The NASDAQ Composite is telling the same basic story, but with a slightly-bullish twist. It’s testing July’s highs, but has yet to clear them. In this case, however, the composite is pushing up and off its 20-day moving average line (blue) currently at 14,181. This floor gives any breakout effort a little more “umph.”

NASDAQ Composite Weekly Chart, with VXN and Volume

Source: TradeNavigator

Here’s the weekly chart of the S&P 500 for a little added perspective on the technical ceiling around 4600 where the index also found resistance early last year. This confirms there is a ceiling at that level, but this chart also shows us something else that’s very, very bullish… potentially. Going all the way back to the beginning of last year, the S&P 500 has made the shape of a cup and handle (with the handle being the dip and recovery since July). If this pattern is interpreted at face value, a break above the brim line of the cup at 4600 will result in a breakout thrust.

S&P 500 Weekly Chart, with VIX and Volume

Source: TradeNavigator

And the NASDAQ Composite’s weekly chart is showing us the exact same thing. The cup and handle pattern has been formed. The only thing the bulls (theoretically) need to do know is nudge the composite above 14,400. The pattern’s undertow should take care of the rest.
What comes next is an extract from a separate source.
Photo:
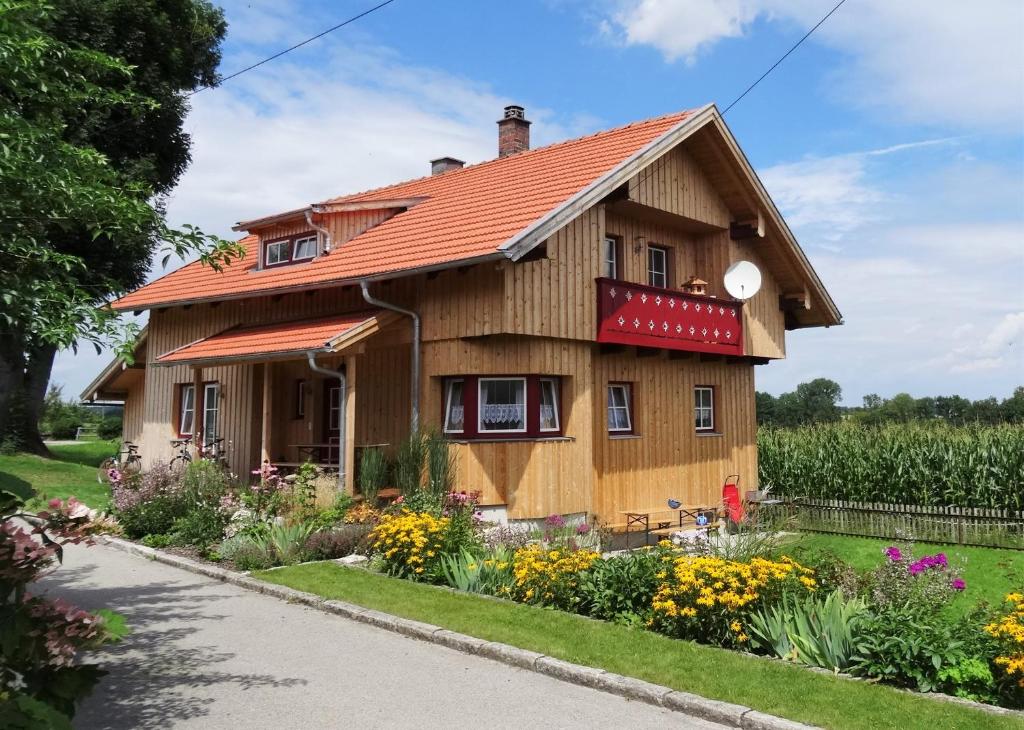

NASDAQ Composite Weekly Chart, with VXN and Volume

Source: TradeNavigator

There are some problems with the application of the cup-and-handle bullish theory here, not the least of which is the way both volatility indices -- the VIX and the VXN -- are so low right now. That doesn’t make it easier or more likely the market will continue to advance.

On balance though, between the bullish chart pattern, the time of year, and the fact that the Fed can afford to become at least a little bit more dovish, we have to lean bullishly here. We’d just like to see both stock indexes clear the technical ceilings they didn’t clear last week first before diving all the way in.